Well that day of reckoning has arrived, and it's time to take charge of our future.
That was a year ago, and it seems as if too many days of reckoning have come and gone in the interim. The economy is no better, health care reform has yet to be realized, Gitmo soldiers on, there is no end in sight to our war-involvement, accountability and responsibility are inconvenient afterthoughts-- and that's not even to mention the education and clean energy visions that still remain the stuff of dreams. Of course, Obama could never have, and still cannot, do it alone. Too many of his supporters checked-out after casting their votes for him. But we still need a change we can believe in.
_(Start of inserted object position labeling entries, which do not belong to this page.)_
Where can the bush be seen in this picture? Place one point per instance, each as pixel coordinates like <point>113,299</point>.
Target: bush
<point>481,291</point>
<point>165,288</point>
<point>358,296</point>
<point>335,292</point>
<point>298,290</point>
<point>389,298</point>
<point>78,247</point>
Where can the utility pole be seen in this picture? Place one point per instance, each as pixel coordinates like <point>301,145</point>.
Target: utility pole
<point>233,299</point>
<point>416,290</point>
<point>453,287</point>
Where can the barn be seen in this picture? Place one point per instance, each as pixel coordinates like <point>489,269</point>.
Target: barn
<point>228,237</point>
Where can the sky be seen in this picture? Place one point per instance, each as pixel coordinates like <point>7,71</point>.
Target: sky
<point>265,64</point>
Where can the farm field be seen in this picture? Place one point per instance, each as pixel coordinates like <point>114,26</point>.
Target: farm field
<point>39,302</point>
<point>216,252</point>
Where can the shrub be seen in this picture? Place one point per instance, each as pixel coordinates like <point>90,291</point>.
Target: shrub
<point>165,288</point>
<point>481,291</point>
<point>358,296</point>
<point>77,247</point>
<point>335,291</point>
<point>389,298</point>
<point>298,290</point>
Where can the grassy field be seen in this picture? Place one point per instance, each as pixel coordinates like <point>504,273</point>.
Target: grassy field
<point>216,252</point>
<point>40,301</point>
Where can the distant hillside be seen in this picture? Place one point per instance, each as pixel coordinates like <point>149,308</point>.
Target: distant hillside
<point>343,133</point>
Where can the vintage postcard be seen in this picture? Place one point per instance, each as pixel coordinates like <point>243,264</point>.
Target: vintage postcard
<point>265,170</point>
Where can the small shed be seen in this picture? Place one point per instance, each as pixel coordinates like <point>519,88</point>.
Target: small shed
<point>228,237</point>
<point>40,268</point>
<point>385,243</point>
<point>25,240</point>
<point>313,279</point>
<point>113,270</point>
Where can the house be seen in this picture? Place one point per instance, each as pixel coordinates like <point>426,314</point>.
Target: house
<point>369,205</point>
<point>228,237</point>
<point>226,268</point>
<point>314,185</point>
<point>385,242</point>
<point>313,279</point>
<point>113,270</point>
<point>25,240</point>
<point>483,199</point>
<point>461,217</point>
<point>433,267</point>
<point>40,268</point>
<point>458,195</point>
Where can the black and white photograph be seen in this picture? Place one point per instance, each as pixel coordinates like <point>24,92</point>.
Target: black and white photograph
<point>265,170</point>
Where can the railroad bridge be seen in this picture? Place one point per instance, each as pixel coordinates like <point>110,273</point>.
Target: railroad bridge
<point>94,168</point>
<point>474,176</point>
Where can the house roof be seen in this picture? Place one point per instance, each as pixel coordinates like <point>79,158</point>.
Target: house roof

Jonathan Cohn over at The New Republic writes that Obama needs to give "the speech of his life... again" tonight. I agree. But what worries me, more than a little, is that a year from now I will look back on this State of the Union with the same muted frustration. Like Cornel West, I desparately hope that Obama does not use his platform tonight to concede, to "cut deals," to recoil. Here's what I want to hear him say:
1. We haven't accomplished what I wanted to accomplish in my first year, and I am partially responsible for those failures. I'm not giving up. I need your help.
2. To the Congressmen and -women in the room, you are failing your constituents on health care reform. To the American men and women watching at home, you must hold them responsible for their failure. A public option is the only way to stop the hemorrhaging.
3. I compromised the moral integrity of this nation by not closing Guantanamo Bay, by suppressing the evidence of the previous administration's war crimes, by not taking a lead role in the promotion of fair trials for detainees, and by re-engaging us in wars for which we do not have clear exit strategies. I am committed to human rights and the rule of law. I will not slough off my responsibility for seeing those principles promoted and protected on my watch.
4. My love for poor and working people is deep. Deeper than my love for banks, corporations, or politicians.
5. Bipartisanship is a means to an end, not an end-in-itself. On some issues, one side or the other of the Aisle is wrong. I will not be afraid of a fight, and I will not govern for the sake of poll numbers.
I hope that President Obama says these things, and then makes good on them. Otherwise, I fear, tonight will be merely another "speech of his life." Et tu, SOTU?